Those familiar with the families we serve at Warren Village understand that homelessness and poverty have far-reaching impacts – even into future generations. This truth was magnified by the recent Denver Post investigative article – Homeless Students – that shed light on the physical, psychological and emotional effects of homelessness on school-aged children. Without stable housing, nutritious food, clean clothing and transportation, homeless children are frequently absent from school, transfer schools, perform more poorly on tests, are left back and have lower graduation rates. As a result, poverty and homelessness are often a cyclical, “double-generation” experience for children without housing stability.
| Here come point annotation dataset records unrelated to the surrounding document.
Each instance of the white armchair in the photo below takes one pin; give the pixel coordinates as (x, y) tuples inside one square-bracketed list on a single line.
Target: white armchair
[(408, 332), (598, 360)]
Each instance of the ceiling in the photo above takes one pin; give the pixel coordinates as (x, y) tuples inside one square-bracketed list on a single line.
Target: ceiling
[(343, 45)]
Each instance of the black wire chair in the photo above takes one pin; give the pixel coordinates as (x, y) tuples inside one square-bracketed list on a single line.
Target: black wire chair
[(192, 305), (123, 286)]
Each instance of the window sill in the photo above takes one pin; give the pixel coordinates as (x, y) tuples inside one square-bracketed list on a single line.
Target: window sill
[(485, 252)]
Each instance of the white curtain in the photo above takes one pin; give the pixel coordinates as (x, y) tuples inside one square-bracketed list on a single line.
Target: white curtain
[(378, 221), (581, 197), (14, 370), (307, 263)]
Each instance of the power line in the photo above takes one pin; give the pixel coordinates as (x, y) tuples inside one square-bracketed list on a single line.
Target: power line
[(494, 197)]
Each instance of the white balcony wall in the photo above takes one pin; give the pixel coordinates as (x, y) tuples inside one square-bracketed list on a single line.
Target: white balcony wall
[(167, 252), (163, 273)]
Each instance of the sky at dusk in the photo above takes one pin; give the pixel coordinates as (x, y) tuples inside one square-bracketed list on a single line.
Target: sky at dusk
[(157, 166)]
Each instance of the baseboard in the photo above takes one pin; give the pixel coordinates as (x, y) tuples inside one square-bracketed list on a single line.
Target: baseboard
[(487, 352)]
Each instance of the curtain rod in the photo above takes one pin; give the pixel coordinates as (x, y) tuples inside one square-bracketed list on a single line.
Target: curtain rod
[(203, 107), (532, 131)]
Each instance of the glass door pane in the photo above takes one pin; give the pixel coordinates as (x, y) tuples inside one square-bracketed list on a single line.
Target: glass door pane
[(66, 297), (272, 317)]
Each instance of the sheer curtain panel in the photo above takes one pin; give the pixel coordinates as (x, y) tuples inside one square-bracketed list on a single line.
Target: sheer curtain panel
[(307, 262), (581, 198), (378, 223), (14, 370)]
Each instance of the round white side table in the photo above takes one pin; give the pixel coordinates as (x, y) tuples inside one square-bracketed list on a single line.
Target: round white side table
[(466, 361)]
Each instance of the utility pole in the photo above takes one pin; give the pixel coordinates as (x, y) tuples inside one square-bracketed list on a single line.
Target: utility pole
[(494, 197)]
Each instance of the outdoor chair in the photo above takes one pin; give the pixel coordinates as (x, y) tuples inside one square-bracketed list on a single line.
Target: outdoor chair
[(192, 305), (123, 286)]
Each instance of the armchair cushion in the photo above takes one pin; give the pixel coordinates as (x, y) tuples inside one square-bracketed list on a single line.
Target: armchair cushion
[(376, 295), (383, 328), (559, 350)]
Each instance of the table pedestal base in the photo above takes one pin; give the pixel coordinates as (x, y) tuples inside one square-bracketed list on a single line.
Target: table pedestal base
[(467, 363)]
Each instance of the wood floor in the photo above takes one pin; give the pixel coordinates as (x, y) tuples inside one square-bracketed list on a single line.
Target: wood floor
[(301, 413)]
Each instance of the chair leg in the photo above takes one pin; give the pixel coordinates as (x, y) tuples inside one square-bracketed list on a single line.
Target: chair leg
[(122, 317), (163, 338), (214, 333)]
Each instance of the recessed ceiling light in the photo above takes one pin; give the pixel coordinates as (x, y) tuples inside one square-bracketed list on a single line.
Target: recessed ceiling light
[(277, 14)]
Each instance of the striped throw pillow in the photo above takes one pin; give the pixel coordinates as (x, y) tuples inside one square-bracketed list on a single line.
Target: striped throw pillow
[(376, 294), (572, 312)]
So, what is the solution? How do we as a community adequately address these challenges? A “two-generation” approach to breaking cyclical poverty and homelessness is most effective because it focuses on creating opportunities for addressing the needs of both vulnerable parents and children together.
Early indications from emerging “two-generation” approaches highlight the importance of “mutual motivation” when both parents and children have access to opportunities. For many homeless single parent families, obtaining postsecondary education in order to make family-supporting wages is out of reach. For children experiencing homelessness, academic success and the ability to be self-sufficient in the future is uncertain.
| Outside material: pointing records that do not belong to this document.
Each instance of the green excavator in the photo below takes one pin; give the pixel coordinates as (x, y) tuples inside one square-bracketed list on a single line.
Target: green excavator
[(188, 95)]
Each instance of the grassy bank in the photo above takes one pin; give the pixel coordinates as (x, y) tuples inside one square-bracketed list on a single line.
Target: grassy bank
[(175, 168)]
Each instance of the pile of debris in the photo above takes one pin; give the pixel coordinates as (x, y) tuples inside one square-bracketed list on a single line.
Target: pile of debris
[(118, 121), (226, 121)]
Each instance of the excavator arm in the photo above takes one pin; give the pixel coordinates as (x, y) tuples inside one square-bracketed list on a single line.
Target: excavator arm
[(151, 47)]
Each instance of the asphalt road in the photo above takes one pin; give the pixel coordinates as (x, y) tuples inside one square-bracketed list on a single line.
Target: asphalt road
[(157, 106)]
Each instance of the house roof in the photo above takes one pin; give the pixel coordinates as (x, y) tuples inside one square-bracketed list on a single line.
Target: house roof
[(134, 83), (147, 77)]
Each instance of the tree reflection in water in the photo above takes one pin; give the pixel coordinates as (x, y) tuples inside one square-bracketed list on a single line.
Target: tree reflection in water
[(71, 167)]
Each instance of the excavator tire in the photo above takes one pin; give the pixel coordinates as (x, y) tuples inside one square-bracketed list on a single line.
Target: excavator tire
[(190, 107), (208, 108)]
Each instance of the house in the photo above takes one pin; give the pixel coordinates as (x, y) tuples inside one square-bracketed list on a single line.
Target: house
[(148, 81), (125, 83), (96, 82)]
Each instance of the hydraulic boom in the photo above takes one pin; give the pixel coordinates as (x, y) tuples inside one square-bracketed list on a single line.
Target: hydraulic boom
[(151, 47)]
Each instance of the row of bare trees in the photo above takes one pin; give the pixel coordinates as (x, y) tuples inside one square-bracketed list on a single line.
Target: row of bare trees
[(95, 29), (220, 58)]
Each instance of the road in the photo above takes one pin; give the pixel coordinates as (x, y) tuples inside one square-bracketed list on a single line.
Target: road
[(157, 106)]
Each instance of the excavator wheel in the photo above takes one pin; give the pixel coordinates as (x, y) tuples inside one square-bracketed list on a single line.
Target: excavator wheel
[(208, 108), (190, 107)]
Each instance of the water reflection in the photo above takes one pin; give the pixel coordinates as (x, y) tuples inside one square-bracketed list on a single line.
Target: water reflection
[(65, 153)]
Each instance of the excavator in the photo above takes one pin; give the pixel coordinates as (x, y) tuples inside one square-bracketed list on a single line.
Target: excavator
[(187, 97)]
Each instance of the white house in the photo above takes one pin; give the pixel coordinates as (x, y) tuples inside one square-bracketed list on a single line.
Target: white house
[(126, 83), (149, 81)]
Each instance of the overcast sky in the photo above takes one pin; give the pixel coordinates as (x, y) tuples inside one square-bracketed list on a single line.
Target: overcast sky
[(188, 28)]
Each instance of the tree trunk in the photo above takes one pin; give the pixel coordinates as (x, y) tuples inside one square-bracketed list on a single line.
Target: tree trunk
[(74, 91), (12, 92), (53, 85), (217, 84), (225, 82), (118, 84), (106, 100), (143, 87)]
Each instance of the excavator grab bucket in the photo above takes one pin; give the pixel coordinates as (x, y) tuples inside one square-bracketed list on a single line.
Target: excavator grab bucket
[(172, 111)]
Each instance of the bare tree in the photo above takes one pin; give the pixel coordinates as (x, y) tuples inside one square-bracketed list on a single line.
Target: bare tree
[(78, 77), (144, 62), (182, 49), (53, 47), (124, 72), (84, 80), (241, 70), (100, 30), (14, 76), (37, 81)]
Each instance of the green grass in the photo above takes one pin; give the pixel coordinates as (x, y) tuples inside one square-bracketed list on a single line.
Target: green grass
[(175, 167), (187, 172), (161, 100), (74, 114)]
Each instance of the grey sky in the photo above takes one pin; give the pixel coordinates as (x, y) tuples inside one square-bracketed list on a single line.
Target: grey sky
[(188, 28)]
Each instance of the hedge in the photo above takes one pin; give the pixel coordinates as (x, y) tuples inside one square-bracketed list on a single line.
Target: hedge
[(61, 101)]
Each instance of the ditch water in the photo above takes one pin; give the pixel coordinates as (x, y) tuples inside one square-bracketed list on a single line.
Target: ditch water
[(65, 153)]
This could have been the destiny of Espoire Bahati who lived at Warren Village in 2012 with his mother and two siblings. You may have heard me mention his story before. Espoire and his family immigrated to the United States from Africa after having lived in a Kenyan refugee camp for seven years to escape the Democratic Republic of the Congo where Rwandan terrorists shot and killed Espoire’s father and the three youngest children. His mother was critically injured, and although she lived, she was unable to work. During his first year in the United States, Espoire learned to speak and write English well enough to become a tutor for other students at East High School all while helping to support his mother and two younger siblings. Warren Village was able to be part of the journey for this family – providing stable housing and opportunities.
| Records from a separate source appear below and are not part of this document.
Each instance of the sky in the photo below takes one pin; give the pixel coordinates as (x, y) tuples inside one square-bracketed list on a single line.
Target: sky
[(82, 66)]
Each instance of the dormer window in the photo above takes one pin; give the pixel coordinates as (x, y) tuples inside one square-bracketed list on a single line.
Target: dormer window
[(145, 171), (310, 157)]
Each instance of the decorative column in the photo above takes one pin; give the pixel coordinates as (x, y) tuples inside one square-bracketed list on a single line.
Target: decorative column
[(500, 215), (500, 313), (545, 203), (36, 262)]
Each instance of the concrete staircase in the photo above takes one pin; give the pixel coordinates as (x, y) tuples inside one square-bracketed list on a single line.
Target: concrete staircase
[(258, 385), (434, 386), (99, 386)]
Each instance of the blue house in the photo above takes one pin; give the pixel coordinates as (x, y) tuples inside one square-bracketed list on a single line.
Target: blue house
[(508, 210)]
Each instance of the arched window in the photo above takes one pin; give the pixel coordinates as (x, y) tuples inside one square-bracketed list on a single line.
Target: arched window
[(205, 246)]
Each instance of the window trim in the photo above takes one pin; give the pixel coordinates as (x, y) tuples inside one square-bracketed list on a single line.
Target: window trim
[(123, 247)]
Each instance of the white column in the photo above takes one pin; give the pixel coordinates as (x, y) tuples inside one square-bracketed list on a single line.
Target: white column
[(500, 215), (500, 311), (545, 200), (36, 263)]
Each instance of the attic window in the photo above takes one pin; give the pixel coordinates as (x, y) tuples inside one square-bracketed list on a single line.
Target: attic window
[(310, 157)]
Without access to Warren Village’s “two-generation” program, Espoire may have been destined for a life of poverty and homelessness. Instead, Espoire was awarded a prestigious Daniels Scholarship. The award provided him a full-ride scholarship to any college of his choice. And while he was accepted into nine universities, he chose CU Boulder.
As a community, we can break cyclical poverty and homelessness by ensuring that single parents and their children have their basic needs met so they can build the capacity for higher earning power and ultimately self-sufficiency.
Your support of our program is a critcal part of our efforts. Thank you for your ongoing help!